The autoreload instruction reloads modules automatically before code execution, which is helpful for the update below.

In [1]:
%load_ext autoreload
%autoreload 2

Make sure that we have the latest version of pandas-profiling.

In [2]:
# uncomment and run below if you need to pip install the pandas-profiling library
#import sys
#!{sys.executable} -m pip install -U pandas-profiling==2.9.0
#!jupyter nbextension enable --py widgetsnbextension

You might want to restart the kernel now.

Import libraries

In [4]:
from pathlib import Path

import requests
import numpy as np
import pandas as pd

import pandas_profiling
from pandas_profiling.utils.cache import cache_file

Load and prepare example dataset

We add some fake variables for illustrating pandas-profiling capabilities

In [5]:
file_name = cache_file(
    "meteorites.csv",
    "https://data.nasa.gov/api/views/gh4g-9sfh/rows.csv?accessType=DOWNLOAD",
)
    
df = pd.read_csv(file_name)
    
# Note: Pandas does not support dates before 1880, so we ignore these for this analysis
df['year'] = pd.to_datetime(df['year'], errors='coerce')

# Example: Constant variable
df['source'] = "NASA"

# Example: Boolean variable
df['boolean'] = np.random.choice([True, False], df.shape[0])

# Example: Mixed with base types
df['mixed'] = np.random.choice([1, "A"], df.shape[0])

# Example: Highly correlated variables
df['reclat_city'] = df['reclat'] + np.random.normal(scale=5,size=(len(df)))

# Example: Duplicate observations
duplicates_to_add = pd.DataFrame(df.iloc[0:10])
duplicates_to_add[u'name'] = duplicates_to_add[u'name'] + " copy"

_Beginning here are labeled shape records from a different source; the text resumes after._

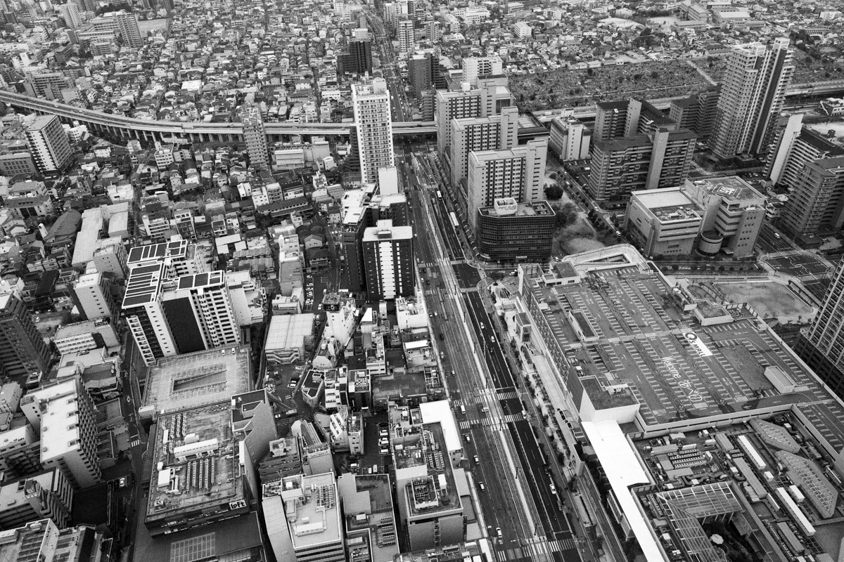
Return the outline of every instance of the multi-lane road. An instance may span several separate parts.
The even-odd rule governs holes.
[[[549,459],[525,417],[531,406],[501,347],[509,343],[494,329],[480,294],[481,273],[467,260],[471,252],[451,220],[449,194],[425,158],[415,154],[415,173],[408,174],[418,265],[487,534],[502,562],[577,562],[560,492],[551,488]]]

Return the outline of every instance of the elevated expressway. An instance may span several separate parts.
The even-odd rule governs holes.
[[[822,96],[838,94],[841,90],[844,90],[844,80],[830,80],[810,84],[792,84],[786,92],[786,98],[806,95]],[[662,98],[652,99],[651,102],[657,109],[666,110],[676,99]],[[240,123],[203,123],[134,119],[86,110],[48,99],[31,98],[6,90],[0,90],[0,102],[36,113],[56,115],[64,120],[78,121],[86,125],[92,131],[124,139],[135,138],[146,142],[154,141],[167,142],[176,139],[191,142],[238,142],[243,140],[243,127]],[[544,123],[547,123],[555,117],[566,115],[572,115],[579,119],[590,119],[595,116],[595,107],[590,105],[571,109],[549,110],[535,111],[534,115]],[[296,135],[348,136],[354,128],[354,123],[264,123],[264,130],[271,142],[288,140]],[[400,121],[392,124],[392,133],[398,136],[433,132],[436,132],[434,121]]]
[[[56,115],[64,120],[78,121],[91,131],[109,133],[112,136],[141,141],[169,142],[173,138],[190,142],[236,142],[243,139],[241,123],[203,123],[199,121],[160,121],[134,119],[68,105],[48,99],[31,98],[15,92],[0,90],[0,102],[36,113]],[[294,135],[348,136],[354,123],[264,123],[268,140],[281,141]],[[392,124],[394,135],[416,135],[435,132],[433,121],[409,121]]]

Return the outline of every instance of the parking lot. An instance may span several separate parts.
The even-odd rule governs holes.
[[[768,260],[768,265],[779,273],[803,277],[826,273],[826,265],[817,258],[798,254]]]

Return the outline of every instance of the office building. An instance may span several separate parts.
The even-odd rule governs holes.
[[[83,257],[83,256],[80,256]],[[100,238],[94,242],[91,260],[97,271],[109,273],[115,279],[126,278],[126,261],[128,254],[123,241],[118,237]]]
[[[452,186],[462,194],[463,200],[469,153],[514,147],[518,143],[518,125],[519,111],[516,107],[504,108],[501,113],[488,117],[452,120],[446,162],[452,173]]]
[[[0,486],[0,529],[8,530],[39,519],[63,529],[71,522],[73,489],[58,468],[7,480]]]
[[[52,354],[19,293],[0,294],[0,367],[6,377],[46,374]]]
[[[161,306],[165,270],[163,262],[133,268],[123,297],[126,323],[147,367],[178,352]]]
[[[794,351],[832,392],[844,396],[844,261],[836,268],[812,326],[801,331]]]
[[[99,271],[79,276],[73,286],[73,296],[79,312],[86,319],[116,318],[118,315],[117,302],[111,293],[111,282]]]
[[[0,433],[0,470],[5,478],[19,479],[43,469],[41,433],[24,424]]]
[[[393,406],[388,412],[395,467],[396,501],[411,550],[436,549],[465,539],[464,502],[457,485],[463,442],[445,400],[419,404],[418,412]],[[403,415],[404,417],[403,418]]]
[[[543,201],[547,155],[547,137],[506,150],[470,153],[465,211],[472,227],[477,226],[475,210],[493,206],[496,199]]]
[[[60,469],[74,490],[98,484],[94,402],[79,380],[61,379],[25,394],[20,404],[33,427],[40,426],[41,464]]]
[[[56,115],[35,117],[26,127],[26,142],[39,172],[62,172],[70,165],[70,142]]]
[[[773,126],[782,110],[786,88],[794,73],[788,39],[769,45],[749,43],[727,56],[717,115],[710,148],[730,158],[768,150]]]
[[[753,254],[765,220],[765,195],[737,176],[686,179],[683,191],[704,214],[699,249],[735,258]]]
[[[192,353],[241,343],[225,271],[185,276],[161,296],[179,353]]]
[[[414,294],[414,229],[379,220],[366,228],[361,240],[366,294],[370,301]]]
[[[681,187],[630,194],[624,227],[646,256],[690,255],[703,225],[703,211]]]
[[[779,227],[801,237],[841,230],[844,226],[844,156],[808,162],[795,179]]]
[[[390,93],[387,82],[383,78],[375,78],[369,84],[353,84],[352,104],[360,160],[360,179],[364,184],[377,185],[378,169],[395,165]]]
[[[554,240],[554,209],[545,201],[519,203],[496,199],[477,210],[475,240],[479,255],[489,261],[546,262]]]
[[[592,131],[576,117],[555,117],[551,120],[549,147],[562,161],[589,158]]]
[[[246,144],[249,163],[256,170],[268,170],[269,147],[267,146],[261,110],[255,106],[244,108],[241,120],[243,121],[243,140]]]
[[[399,19],[396,27],[396,35],[398,37],[398,52],[409,56],[416,45],[416,40],[414,37],[413,20]]]
[[[589,195],[612,200],[636,190],[681,184],[691,169],[696,139],[687,129],[659,129],[650,135],[593,142]]]
[[[473,84],[479,78],[504,73],[504,63],[497,55],[467,56],[463,61],[463,82]]]
[[[99,562],[113,539],[111,531],[97,532],[91,525],[59,530],[50,519],[10,529],[3,537],[0,559],[16,562]]]
[[[267,538],[276,559],[346,561],[333,473],[298,474],[268,482],[262,495]]]

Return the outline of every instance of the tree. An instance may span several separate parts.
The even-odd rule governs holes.
[[[545,188],[545,197],[552,201],[560,201],[562,196],[563,188],[560,187],[560,184],[554,183]]]
[[[554,210],[556,211],[556,222],[555,227],[562,230],[577,222],[577,206],[574,203],[566,203],[563,206],[555,205]]]

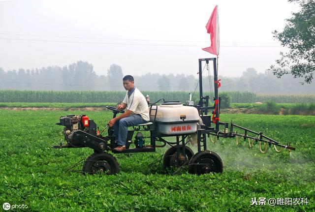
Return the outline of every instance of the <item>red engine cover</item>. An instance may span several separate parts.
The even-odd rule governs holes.
[[[83,126],[85,127],[89,126],[89,124],[90,124],[89,121],[89,117],[86,116],[83,116],[81,118],[81,120],[82,121],[82,123],[83,123]]]

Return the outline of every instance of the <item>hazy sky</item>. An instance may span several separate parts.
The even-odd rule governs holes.
[[[281,30],[297,5],[265,0],[0,0],[0,67],[63,66],[81,60],[98,75],[112,63],[125,74],[195,74],[214,57],[205,26],[219,6],[219,74],[264,72],[284,48]],[[267,46],[267,47],[266,47]]]

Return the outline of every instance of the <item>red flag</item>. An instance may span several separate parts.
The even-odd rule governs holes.
[[[219,15],[218,13],[218,5],[216,5],[207,25],[207,32],[210,34],[210,40],[211,40],[211,46],[204,48],[203,50],[209,52],[213,55],[219,55],[220,49],[220,41],[219,39]]]

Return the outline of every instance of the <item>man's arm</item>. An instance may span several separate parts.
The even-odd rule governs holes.
[[[117,105],[116,109],[118,110],[122,110],[125,109],[126,107],[127,107],[127,104],[123,102],[121,104]]]
[[[115,124],[115,122],[119,121],[119,120],[121,120],[124,118],[128,117],[132,114],[132,112],[131,110],[127,110],[126,112],[125,112],[120,116],[114,118],[114,119],[112,119],[109,121],[109,122],[108,122],[108,126],[110,127],[112,127],[114,126],[114,124]]]

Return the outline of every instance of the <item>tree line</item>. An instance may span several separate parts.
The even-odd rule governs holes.
[[[98,75],[93,65],[78,61],[63,67],[7,70],[0,67],[0,90],[34,91],[124,91],[122,67],[112,64],[107,75]],[[148,73],[134,76],[135,85],[142,91],[199,91],[198,75]],[[249,91],[258,93],[315,94],[313,84],[302,85],[303,79],[289,75],[277,78],[272,72],[258,73],[249,68],[239,77],[219,77],[221,91]],[[213,76],[203,73],[204,91],[213,91]]]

df = df.append(duplicates_to_add, ignore_index=True)

Inline report without saving object

In [7]:
report = df.profile_report(sort='ascending', html={'style':{'full_width': True}}, progress_bar=False)
report
Out[7]:

Save report to file

In [8]:
profile_report = df.profile_report(html={'style': {'full_width': True}})
profile_report.to_file("tmp/example.html")

More analysis (Unicode) and Print existing ProfileReport object inline

In [9]:
profile_report = df.profile_report(explorative=True, html={'style': {'full_width': True}})
profile_report
Out[9]:

Notebook Widgets

In [10]:
profile_report.to_widgets()
In [ ]: